Don’t Let the Stereotypes Wear You Down

Bowman had to fight for her place in the male-dominated construction industry over the decades. “It’s been a long ride,” she says. “I ran into a lot of people who would say, ‘Well, you’re a girl, what do you know? How can you know that? What have you got to back it up?’ I had to work twice as hard to prove that I knew the structural strength of a two-by-four versus a two-by-six, and that the designs I was dreaming and talking about, I could draw up, run through the engineer and the architect, and it’d be fine.”
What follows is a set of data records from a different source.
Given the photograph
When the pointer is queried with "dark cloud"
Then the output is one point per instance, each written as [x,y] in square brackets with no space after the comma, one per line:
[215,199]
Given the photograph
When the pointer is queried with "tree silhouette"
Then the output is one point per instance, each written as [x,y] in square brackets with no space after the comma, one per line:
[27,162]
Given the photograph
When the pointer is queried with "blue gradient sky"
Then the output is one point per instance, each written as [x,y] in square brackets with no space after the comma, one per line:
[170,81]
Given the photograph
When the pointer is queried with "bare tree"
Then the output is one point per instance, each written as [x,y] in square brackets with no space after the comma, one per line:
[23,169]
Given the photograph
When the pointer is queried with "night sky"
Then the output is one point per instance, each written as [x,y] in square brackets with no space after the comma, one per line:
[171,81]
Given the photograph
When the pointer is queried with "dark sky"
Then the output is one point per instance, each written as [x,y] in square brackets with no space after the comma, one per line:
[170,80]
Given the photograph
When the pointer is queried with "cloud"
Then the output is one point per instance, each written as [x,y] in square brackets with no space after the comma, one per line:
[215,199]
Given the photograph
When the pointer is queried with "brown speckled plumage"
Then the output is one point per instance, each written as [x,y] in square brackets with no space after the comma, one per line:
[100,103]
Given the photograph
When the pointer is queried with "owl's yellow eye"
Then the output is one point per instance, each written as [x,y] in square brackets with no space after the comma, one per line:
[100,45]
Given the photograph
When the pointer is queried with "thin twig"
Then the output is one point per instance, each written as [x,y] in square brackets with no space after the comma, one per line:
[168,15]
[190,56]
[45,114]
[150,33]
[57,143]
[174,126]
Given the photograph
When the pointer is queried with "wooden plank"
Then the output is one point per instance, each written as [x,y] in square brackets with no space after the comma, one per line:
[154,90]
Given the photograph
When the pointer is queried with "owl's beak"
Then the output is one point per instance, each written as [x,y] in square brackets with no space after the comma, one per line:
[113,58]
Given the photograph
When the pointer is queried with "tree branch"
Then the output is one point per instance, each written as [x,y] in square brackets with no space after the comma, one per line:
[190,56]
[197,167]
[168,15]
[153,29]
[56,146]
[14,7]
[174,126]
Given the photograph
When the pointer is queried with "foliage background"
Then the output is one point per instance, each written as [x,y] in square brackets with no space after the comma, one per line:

How did she handle all that rampant sexism? “​​Some days, I had to just fight hard,” she says. “I had to learn to work with men in the field and become one of them, and show them I was also the big bee.” Her advice for women entering the construction world: “Don’t confuse respect with bravado. You know what you know. Do what you do. Don’t back down or second-guess yourself. The minute you back down or second-guess, it’s over.”

Put People Behind the Numbers 

Even numbers-driven construction estimators can benefit from meeting clients and vendors in person. “I take a cup of coffee to instill person-to-person contact with most people I work with,” Bowman says. She sees this as vital to getting her work done right. ​​”Walking in with my printed estimate form and interacting with my vendors over a cup of coffee has helped immensely,” she says. 

As for clients, Bowman has learned to “put the power in [their] hands,” she says. “Probably the biggest advice I can give somebody when they’re going to put an estimate together is to breathe. It’s not personal for you. It’s a job. Empower the client but keep your boundaries, and breathe. For you, it’s not personal. For them, it is.”